Model performance is evaluated using both extreme-value and distributional metrics derived from observations, raw CPM output, and bias-corrected series. Extreme behavior is assessed through 20-year return levels of 1-hour and 24-hour precipitation. Distributional performance is quantified using mean absolute bias computed over empirical quantiles, allowing improvements to be tracked across the full range of precipitation intensities.
Robustness is examined through a structured validation framework. Spatial robustness is tested by evaluating the elevation-based pooling approach using k-fold schemes in which subsets of stations are withheld from calibration. Temporal robustness is assessed through repeated cross-validation on the 10-year CPM slices, with six years randomly assigned to calibration and four years to validation.

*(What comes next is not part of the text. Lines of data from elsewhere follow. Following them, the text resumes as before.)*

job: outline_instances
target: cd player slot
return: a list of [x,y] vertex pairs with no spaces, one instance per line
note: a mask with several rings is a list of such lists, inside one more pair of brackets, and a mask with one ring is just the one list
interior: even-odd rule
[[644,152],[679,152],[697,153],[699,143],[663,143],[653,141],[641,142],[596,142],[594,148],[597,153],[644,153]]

Preliminary results show a reduction in mean absolute bias after correction, largely driven by an improved representation of the wet-hour ratio. When a minimum rainfall threshold is applied to the raw CPM data, the bias becomes comparable to that of the bias-corrected output, indicating that drizzle remains a key issue. For extremes, biases in 1-hour 20-year return levels generally decrease but are not fully eliminated, reflecting the large uncertainty in the distribution upper tail. For 24-hour 20-year return levels, results are mixed: biases are reduced for some CPMs but introduced or amplified for others, highlighting model-specific differences in the spatial characteristics of storm structure and organization. The validation indicates that the elevation-based pooling yields spatially robust corrections for sufficiently small, climatically homogeneous domains, while the assessment of temporal robustness remains inconclusive due to the limited length of the available 10-year CPM simulations.